The system can be understood through three functional categories: how the mesh is structured, how coordination is maintained, and how shared state is synchronized.
1. Mesh Structure: How Nodes Discover and Relate to Each Other
Skytrap uses a hybrid mesh architecture. A Ground Base exists and plays an organizing role, but interceptors are not dependent on it for continuous operation.
Each interceptor runs a mesh client that periodically registers its identity and geographic position with the Ground Base. The Ground Base maintains a list of active nodes and removes entries that have not been refreshed within a defined timeout window. This avoids stale topology information and ensures that only reachable assets participate in the mesh.
The mesh is not fully connected. Instead, neighbor relationships are determined by physical proximity. Using reported latitude, longitude, and altitude, the Ground Base calculates distances between nodes and assigns neighbors within a configurable range. As assets move, these relationships are recalculated. Nodes therefore communicate primarily with nearby peers, reflecting real-world constraints such as radio range and line-of-sight limitations.
Discovery and topology management are centralized for consistency and observability, but once established, the mesh does not require constant Ground Base involvement to function.
2. Coordination: Leadership Without Continuous Central Control
Certain swarm-level behaviors require coordination. Skytrap addresses this through a simplified leader election mechanism rather than a fully distributed consensus protocol.
If no leader exists, or if the current leader disappears, the Ground Base initiates an election. Among active nodes, the one with the highest node identifier is selected as leader, and a term counter is incremented to track the leadership change. All other nodes assume follower roles.

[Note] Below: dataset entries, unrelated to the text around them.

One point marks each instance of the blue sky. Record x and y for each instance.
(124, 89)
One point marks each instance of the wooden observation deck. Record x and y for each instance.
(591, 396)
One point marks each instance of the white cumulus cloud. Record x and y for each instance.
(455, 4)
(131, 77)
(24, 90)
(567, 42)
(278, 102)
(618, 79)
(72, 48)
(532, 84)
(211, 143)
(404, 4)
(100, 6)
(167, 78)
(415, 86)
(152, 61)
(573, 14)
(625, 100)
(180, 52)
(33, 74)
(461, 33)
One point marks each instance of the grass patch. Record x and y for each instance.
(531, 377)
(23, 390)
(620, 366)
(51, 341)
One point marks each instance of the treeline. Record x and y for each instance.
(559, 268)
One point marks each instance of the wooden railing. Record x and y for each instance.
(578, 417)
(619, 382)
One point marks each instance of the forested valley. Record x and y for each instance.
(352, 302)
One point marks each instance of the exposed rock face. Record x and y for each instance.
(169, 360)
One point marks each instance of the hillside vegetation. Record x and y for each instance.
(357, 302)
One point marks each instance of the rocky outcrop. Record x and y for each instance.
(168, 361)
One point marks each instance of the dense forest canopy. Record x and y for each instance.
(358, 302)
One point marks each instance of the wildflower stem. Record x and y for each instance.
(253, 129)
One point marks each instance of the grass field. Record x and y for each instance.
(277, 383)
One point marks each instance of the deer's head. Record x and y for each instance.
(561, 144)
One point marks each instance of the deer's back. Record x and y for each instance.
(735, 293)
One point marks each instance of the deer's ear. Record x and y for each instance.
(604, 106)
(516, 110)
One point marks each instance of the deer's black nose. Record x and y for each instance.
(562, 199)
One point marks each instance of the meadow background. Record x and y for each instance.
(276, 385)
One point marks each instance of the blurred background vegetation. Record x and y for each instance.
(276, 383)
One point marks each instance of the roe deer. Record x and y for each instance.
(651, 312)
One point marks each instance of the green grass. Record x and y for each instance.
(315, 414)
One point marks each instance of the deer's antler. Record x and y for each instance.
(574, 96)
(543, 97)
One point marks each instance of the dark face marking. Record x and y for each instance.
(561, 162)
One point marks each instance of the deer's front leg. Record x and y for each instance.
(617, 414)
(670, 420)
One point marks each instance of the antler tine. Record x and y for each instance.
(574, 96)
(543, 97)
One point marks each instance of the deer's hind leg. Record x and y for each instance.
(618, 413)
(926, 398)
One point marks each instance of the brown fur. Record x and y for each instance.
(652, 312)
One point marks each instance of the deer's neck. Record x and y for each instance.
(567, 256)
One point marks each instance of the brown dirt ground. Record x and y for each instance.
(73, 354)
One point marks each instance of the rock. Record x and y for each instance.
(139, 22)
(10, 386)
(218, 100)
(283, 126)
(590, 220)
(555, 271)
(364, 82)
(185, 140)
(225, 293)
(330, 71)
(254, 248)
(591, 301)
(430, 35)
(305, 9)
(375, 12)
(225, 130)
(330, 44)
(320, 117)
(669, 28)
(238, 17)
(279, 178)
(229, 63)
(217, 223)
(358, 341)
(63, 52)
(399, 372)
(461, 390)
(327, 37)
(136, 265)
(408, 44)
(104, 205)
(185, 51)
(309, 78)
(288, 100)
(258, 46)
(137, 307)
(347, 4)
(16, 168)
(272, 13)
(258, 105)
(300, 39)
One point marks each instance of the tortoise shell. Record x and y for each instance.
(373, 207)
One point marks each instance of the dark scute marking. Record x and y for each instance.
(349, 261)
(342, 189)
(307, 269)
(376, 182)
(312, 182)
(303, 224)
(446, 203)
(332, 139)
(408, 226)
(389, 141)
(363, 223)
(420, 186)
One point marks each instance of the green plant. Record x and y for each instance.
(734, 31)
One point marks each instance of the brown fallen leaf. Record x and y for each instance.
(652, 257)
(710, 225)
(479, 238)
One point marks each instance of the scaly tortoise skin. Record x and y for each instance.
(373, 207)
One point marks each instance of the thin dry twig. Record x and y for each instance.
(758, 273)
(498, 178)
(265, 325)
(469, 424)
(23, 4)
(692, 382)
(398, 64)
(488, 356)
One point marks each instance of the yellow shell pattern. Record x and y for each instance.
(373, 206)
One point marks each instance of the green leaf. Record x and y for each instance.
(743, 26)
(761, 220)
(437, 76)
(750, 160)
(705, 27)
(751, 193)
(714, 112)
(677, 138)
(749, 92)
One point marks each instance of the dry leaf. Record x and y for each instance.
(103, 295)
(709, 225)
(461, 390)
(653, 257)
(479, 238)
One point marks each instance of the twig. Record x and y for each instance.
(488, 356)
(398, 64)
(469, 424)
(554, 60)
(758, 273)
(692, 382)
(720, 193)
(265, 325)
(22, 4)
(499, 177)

This approach deliberately avoids complex consensus mechanics such as voting rounds or replicated logs. The system assumes cooperative, non-adversarial nodes and prioritizes deterministic outcomes and fast recovery over theoretical completeness.
Leadership in Skytrap is a coordination reference rather than an absolute authority. If the leader becomes unreachable, the mesh continues operating until a new leader is elected. If the Ground Base is temporarily unavailable, existing leadership and neighbor relationships remain valid based on the last known state.

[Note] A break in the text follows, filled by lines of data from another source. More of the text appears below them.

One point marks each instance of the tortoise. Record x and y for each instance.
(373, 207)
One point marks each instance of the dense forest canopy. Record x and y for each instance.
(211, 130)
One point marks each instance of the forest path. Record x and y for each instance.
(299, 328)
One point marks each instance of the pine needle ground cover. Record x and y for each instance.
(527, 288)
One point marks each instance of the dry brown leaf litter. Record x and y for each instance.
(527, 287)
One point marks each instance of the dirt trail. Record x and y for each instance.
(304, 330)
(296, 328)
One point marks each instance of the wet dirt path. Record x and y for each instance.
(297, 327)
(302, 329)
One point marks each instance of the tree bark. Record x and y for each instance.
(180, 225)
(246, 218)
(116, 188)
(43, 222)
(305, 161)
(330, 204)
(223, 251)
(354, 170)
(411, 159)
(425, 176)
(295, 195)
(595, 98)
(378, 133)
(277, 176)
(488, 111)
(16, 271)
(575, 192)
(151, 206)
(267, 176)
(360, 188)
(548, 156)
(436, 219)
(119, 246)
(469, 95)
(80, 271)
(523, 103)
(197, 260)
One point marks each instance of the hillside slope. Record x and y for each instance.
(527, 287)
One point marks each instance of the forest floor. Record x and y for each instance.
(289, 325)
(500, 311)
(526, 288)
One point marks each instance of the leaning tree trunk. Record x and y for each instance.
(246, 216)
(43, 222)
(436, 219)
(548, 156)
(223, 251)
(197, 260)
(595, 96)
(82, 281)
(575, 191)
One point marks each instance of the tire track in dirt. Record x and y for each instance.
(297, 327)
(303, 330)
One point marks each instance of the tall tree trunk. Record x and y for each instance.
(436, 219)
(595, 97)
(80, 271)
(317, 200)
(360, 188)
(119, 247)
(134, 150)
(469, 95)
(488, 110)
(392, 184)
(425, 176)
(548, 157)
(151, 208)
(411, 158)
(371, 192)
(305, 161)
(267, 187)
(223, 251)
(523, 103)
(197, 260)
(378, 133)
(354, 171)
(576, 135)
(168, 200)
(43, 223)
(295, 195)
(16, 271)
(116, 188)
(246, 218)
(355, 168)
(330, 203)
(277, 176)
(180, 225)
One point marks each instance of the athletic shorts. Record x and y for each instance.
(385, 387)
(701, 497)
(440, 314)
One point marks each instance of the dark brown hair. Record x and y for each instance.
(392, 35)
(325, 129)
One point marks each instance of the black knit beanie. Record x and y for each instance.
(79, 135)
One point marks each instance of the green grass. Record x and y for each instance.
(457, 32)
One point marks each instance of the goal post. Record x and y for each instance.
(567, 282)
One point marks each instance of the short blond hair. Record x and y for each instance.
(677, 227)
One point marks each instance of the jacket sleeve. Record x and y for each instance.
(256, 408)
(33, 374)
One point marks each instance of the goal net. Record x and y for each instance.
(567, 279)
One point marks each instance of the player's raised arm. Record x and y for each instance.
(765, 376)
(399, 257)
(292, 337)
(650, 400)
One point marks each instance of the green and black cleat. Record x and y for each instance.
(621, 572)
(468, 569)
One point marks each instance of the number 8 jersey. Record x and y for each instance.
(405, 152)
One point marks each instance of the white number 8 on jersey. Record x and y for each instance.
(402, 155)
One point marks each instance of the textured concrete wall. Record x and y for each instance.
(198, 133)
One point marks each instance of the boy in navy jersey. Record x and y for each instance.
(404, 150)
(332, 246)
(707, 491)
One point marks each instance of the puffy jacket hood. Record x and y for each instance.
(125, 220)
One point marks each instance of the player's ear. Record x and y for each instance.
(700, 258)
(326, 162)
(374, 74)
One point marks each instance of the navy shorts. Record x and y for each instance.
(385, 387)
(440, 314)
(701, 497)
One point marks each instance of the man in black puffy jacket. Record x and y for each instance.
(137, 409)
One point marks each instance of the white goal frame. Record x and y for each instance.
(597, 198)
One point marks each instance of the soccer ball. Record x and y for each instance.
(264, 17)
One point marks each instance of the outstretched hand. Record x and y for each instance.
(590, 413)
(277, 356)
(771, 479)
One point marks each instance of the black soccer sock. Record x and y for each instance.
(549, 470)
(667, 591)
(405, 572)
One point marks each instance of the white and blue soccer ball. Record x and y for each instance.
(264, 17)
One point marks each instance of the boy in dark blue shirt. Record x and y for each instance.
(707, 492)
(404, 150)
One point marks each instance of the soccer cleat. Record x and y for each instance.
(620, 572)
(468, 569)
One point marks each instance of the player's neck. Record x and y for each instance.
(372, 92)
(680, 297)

A background coordination loop on the Ground Base ensures that leadership exists when possible, updates neighbor relationships, and cleans up inactive nodes. It enforces structural integrity without dictating tactical behavior.
3. State Sharing: Synchronizing a World Model Over an Unreliable Network
To coordinate effectively, nodes must share situational state. Skytrap uses DSON, a delta-based CRDT, to synchronize its distributed world model.
Rather than repeatedly transmitting full state, nodes exchange only incremental changes. These deltas are propagated using a gossip mechanism, where each node periodically forwards updates to a subset of its neighbors. This allows information to spread through the mesh even when individual messages are lost.
To prevent long-term divergence, the system periodically performs anti-entropy synchronization. During these intervals, nodes reconcile their full state to ensure eventual consistency. This combination of frequent delta gossip and occasional full reconciliation allows the mesh to tolerate packet loss, temporary partitions, and intermittent connectivity.
The design favors bandwidth efficiency and resilience over immediacy. Gossip messages are small and frequent; full synchronization is less frequent and bounded by the size of the shared world model. The current implementation has been validated at swarm sizes of approximately one hundred nodes.
The system does not attempt to address Byzantine faults. It assumes that participating nodes behave correctly, with security mechanisms such as encrypted transport and authenticated gossip planned as future extensions.
This design philosophy makes Skytrap suitable for real-world defense applications where connectivity is unreliable, resources are constrained, and recovery must be autonomous.